A new combination unit like the Lumenis Selecta Duet or Nidek YC-200 typically runs 40,000 to 70,000 dollars, and a refurbished YAG can start near 20,000. Financed at 5.69% APR over 60 months, a 58,000 dollar Selecta Duet is about 1,110 a month, subject to credit and term.
Can I finance a used YAG laser?
Yes. We finance new, demo, and refurbished YAG and SLT lasers, with preowned single function YAG units starting around 20,000 dollars. Used surgical lasers are a category we place every week.
What credit do I need?
All credit profiles. Established owners with strong credit see rates from 5.49% APR. Newer practices and challenged credit are still fundable, generally with a down payment or a shorter term.
How many capsulotomies does it take to cover the payment?

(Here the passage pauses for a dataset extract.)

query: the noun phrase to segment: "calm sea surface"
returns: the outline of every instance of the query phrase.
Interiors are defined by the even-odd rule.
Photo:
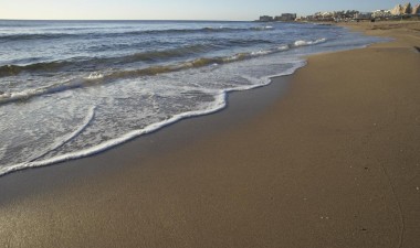
[[[220,110],[305,55],[379,41],[316,24],[0,21],[0,174]]]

At roughly 275 dollars per YAG capsulotomy under CPT 66821, it takes about four a month to cover a 1,110 dollar payment. Add SLT sessions at around 300 dollars under 65855 and most cataract practices clear the note in a slow week.
Does it qualify for Section 179?
Typically yes. A finance agreement or dollar buyout lease is generally treated as a purchase, so the full cost of the laser can be deducted the year it is placed in service. Your CPA should confirm the specifics for your entity.
How fast can it fund?
Most laser files are approved in 24 to 48 hours and funded the day the unit is installed and calibrated, so posterior capsulotomies and SLT can start staying in house right away.